Pourquoi cette question, Tine ?

Embrasse-moi encore, Seb, encore.

Ça suffit. Ce n'est pas bien ici, en plein jour. J'ai peur de ceux qui nous regardent.

Ils sont morts, idiot.

Justement. Respectons leur repos. »

Les deux adolescents sortirent furtivement de leur cachette secrète : un caveau imposant, entouré de grilles aux barreaux émoussés. Une fois sur les graviers du chemin, Tine s'accrocha au bras de son amant. Retirant, la chaussure gauche, elle dégagea le petit caillou qui la blessait. Si petit, si douloureux, pensa-t-elle. Sébastien remarqua les cheveux fins de la nuque de son aimée cadencer librement tous ses mouvements.

« Seb ?

Quoi ?

Mamy dit que je suis fragile.

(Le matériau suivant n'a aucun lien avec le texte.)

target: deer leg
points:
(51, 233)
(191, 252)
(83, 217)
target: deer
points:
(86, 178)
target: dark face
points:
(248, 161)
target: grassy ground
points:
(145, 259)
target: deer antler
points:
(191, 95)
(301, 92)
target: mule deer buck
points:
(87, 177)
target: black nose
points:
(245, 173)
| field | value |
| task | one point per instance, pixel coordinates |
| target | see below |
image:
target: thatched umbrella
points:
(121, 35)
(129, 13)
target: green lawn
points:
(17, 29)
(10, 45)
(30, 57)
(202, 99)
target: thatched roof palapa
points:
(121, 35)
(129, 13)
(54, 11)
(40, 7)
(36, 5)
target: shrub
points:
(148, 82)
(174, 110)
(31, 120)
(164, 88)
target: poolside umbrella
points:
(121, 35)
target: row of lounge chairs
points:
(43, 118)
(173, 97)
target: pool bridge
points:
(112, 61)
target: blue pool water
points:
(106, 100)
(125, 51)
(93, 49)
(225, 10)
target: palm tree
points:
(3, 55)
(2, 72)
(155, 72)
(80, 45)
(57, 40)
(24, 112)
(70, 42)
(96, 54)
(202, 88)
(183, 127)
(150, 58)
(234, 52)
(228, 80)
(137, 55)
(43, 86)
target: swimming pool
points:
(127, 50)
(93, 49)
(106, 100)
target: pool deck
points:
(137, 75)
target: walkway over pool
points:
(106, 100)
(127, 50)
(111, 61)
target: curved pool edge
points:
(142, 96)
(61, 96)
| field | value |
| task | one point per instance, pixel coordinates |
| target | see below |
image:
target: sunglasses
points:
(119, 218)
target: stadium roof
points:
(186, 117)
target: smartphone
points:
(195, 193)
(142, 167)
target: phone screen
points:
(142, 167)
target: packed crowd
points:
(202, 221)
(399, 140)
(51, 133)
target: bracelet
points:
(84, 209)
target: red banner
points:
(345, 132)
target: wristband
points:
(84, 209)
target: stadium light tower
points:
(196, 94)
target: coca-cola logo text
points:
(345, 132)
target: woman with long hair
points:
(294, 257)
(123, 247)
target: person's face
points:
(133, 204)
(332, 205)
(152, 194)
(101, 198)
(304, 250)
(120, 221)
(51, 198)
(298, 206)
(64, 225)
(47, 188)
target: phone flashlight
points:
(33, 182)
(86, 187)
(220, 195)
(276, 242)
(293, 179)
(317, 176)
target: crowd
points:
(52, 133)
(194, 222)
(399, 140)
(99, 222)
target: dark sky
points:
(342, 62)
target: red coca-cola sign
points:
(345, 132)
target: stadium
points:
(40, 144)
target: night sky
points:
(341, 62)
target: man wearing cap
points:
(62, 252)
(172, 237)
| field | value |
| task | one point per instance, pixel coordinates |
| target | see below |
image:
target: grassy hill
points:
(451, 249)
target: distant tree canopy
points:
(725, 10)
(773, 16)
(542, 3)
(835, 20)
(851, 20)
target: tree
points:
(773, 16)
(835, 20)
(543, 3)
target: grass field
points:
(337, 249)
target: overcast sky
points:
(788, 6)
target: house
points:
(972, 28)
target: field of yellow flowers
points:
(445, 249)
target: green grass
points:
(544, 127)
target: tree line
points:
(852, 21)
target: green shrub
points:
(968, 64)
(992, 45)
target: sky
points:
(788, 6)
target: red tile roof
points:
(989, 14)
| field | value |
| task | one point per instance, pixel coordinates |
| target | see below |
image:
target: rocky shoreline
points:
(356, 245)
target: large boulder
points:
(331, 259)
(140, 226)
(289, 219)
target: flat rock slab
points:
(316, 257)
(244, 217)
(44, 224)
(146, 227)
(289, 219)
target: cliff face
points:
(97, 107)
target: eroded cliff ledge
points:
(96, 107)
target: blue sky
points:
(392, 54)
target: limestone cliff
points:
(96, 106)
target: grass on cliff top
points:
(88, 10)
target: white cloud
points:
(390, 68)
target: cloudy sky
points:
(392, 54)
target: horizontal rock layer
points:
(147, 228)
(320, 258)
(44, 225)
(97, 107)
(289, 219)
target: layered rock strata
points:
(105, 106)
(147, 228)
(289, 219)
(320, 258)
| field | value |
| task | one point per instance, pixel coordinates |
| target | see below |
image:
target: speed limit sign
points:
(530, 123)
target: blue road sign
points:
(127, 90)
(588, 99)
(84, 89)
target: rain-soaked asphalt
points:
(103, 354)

Si je meurs, tu penseras encore à moi ?

T'es bête ma pauvre. Ne bouge pas tant, tu vas me faire tomber.

Le jeune garçon plongea furtivement son regard dans le corsage en bataille de Tine.

« Seb ?

Quoi encore.

Avec qui vas-tu te faire enterrer ?

T'es conne quand tu t'y mets. Parle pas de ça, ça porte malheur. Allez viens, la cloche sonne déjà midi.»

Il accrocha lui-même les boutons du tissu léger.

« Allez viens, la cloche sonne déjà midi.»

Il la prit par la main et l'entraîna en courant jusqu'à la porte du cimetière.

« À demain ? »

Corps serrés, cœurs gonflés, ils s'étreignirent sur le perron de la maison du gardien du cimetière de Montmein, le père de Tine.

La semaine suivante, Ernestine Couvier occupait une place de choix, sous la première dalle de l'allée 9.

***

Frêle mésange.

Le soleil chaud fuit la nuit.

Là, tu vis encore.

***

Sébastien, assis-debout contre le dossier du banc de pierre, écoute l'appel de la cloche résonner un, deux, trois, quatre puis cinq fois. À l’aide de l’extrémité de sa canne, il chasse le caillou du caniveau griffant le sol d’une marque que la neige aura tôt fait de recouvrir.